A Tremendous Canada of Light
Description
$11.95
ISBN 0-88910-415-8
DDC 971.064'7
Author
Publisher
Year
Contributor
H. Graham Rawlinson teaches history at York University in Toronto.
Review
What is Canada and what could it be? are the questions that animate this
thought-provoking, if inevitably, incomplete, essay on our elusive
national identity. Nearly half the book is taken up by the first
chapter, which assails Brian Mulroney for failing to understand his
country. According to Powe, the “slash and burn” politics of the
Mulroney years made the economic bottom line the key determinant of
government policy: the result was a moral vacuum that blurred
Canadians’ true identity.
Ironically, the author spends the rest of the book celebrating the
possibilities of Canadian blurriness. Borrowing generously from the
communications theory of Marshall McLuhan, Powe argues that Canada is
built on listening and on sharing information, not on traditional, more
tangible symbols. Thus, the real Canada is defined by its “process,”

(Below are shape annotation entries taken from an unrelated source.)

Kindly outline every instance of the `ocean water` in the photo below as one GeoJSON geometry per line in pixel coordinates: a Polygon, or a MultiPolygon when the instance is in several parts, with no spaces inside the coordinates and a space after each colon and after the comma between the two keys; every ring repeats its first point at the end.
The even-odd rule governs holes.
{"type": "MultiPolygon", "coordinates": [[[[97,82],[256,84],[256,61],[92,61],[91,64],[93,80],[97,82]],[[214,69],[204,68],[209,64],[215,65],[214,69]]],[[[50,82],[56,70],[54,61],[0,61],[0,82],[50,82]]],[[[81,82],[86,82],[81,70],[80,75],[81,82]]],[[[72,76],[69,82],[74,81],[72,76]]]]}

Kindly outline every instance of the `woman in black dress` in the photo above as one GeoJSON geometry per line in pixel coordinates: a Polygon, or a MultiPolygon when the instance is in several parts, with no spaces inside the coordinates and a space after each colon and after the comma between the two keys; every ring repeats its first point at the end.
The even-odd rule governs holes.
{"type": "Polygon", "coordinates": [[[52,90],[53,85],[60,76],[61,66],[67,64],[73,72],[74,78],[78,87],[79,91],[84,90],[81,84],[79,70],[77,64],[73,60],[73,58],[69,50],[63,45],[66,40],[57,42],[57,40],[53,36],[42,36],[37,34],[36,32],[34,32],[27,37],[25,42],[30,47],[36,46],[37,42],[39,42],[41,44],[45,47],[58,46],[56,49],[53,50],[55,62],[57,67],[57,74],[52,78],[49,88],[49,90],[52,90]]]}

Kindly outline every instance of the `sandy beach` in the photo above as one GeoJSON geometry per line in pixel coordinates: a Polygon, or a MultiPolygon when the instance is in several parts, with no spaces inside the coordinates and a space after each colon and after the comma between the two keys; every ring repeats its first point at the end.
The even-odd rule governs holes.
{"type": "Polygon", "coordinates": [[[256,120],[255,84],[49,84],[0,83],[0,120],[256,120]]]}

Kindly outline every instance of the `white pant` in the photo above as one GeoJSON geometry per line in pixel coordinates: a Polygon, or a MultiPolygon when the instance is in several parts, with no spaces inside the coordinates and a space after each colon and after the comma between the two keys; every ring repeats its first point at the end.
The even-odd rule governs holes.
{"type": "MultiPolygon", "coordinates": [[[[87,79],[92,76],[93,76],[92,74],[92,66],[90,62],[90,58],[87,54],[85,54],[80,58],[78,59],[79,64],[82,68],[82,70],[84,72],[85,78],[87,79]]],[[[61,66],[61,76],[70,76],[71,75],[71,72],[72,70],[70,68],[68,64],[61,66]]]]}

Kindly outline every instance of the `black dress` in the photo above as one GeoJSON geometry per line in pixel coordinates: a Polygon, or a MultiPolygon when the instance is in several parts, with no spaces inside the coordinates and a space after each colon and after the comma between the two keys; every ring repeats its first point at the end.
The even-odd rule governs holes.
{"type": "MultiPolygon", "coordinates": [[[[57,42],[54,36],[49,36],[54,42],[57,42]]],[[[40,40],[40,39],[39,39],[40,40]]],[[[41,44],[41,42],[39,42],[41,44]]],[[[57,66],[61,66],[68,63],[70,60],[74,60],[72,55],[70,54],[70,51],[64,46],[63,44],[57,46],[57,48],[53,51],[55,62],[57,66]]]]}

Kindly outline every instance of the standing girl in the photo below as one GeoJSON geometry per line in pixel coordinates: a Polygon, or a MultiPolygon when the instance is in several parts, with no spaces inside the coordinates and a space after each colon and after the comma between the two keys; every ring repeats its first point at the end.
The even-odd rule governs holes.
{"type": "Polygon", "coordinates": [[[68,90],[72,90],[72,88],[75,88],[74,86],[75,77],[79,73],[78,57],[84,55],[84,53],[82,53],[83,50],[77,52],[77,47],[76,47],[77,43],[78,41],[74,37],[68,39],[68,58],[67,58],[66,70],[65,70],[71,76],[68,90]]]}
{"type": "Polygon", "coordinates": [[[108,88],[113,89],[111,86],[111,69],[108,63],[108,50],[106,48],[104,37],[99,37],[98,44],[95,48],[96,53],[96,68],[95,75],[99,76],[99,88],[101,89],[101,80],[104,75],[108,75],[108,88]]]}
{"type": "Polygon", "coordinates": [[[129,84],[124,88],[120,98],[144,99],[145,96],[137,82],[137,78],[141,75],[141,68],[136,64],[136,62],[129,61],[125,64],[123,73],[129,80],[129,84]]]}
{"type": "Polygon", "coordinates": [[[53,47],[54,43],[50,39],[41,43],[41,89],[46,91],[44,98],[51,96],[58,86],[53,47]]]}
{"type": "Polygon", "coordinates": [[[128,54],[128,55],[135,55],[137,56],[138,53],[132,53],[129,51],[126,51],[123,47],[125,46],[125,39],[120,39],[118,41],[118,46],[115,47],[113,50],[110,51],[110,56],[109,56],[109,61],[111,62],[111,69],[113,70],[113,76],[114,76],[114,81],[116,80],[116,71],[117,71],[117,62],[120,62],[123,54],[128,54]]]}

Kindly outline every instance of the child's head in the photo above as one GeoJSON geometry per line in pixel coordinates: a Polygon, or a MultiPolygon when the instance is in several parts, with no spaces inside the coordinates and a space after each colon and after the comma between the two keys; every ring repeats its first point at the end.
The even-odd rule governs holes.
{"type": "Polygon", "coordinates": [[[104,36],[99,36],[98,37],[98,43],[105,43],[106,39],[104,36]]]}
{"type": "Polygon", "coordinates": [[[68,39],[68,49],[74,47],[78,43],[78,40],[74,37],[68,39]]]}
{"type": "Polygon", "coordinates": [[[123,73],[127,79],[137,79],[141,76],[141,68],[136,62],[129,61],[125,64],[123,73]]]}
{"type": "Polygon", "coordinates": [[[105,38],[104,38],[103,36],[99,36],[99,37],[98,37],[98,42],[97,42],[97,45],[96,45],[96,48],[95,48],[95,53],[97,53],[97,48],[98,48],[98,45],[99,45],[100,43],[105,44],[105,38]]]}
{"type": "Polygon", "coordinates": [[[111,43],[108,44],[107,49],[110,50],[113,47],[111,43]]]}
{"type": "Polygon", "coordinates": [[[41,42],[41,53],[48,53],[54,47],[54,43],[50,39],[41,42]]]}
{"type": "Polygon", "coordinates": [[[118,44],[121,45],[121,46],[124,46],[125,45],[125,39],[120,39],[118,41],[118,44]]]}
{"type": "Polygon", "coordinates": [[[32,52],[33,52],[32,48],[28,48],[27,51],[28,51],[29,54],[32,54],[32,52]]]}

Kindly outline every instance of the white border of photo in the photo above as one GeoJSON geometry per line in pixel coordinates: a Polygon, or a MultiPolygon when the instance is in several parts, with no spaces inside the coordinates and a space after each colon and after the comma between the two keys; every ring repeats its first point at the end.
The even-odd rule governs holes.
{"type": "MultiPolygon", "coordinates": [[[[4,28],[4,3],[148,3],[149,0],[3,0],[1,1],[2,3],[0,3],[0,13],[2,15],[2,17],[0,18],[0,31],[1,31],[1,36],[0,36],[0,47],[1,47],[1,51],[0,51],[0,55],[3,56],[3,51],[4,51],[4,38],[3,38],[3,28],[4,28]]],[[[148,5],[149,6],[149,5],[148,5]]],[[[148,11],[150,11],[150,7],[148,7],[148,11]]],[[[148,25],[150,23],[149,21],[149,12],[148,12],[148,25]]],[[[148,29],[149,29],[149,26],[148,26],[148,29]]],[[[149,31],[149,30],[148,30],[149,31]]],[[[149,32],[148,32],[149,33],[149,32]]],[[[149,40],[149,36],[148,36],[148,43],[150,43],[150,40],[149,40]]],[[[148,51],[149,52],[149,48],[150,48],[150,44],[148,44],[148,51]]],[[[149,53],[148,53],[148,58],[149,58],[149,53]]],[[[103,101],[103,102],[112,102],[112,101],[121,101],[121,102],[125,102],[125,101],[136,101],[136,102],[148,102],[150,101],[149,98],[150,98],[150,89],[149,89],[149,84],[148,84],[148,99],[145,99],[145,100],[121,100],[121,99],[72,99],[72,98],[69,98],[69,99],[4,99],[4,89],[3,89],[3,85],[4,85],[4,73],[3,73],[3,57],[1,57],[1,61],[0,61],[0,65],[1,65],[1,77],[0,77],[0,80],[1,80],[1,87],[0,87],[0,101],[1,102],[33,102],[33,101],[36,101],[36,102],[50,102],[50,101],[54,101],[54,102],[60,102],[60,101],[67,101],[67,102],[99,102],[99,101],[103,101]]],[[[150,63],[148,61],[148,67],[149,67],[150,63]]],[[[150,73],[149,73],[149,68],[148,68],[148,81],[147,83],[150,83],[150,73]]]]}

“pluralism,” and “lack of single identity.” “A tremendous
Canada of light” would listen to everyone, and make everyone heard.
Canada has always seemed to defy modern notions of statehood, and Powe
does an admirable job in defining an anti-nation in a way that still
leaves Canada intact. Few could find fault with the compassionate and
tolerant communication state he advocates. Yet the articulation of his
vision seems hopelessly utopian, constructed as it is with little
reference to concrete political issues. As a practical response to the
real national problems that Powe himself introduces in his first
chapter, these ideas seem simplistic.
This essay succeeds best when the author avoids the attempt, which many
others have made, to build a Canadian identity artificially out of
tangible political, historical, and cultural symbols. Powe demonstrates
imagination and sensitivity, in trying to define the whole in terms of
its myriad parts. As an indictment of the ideology that informed the
Mulroney years, however, his book is wholly inadequate.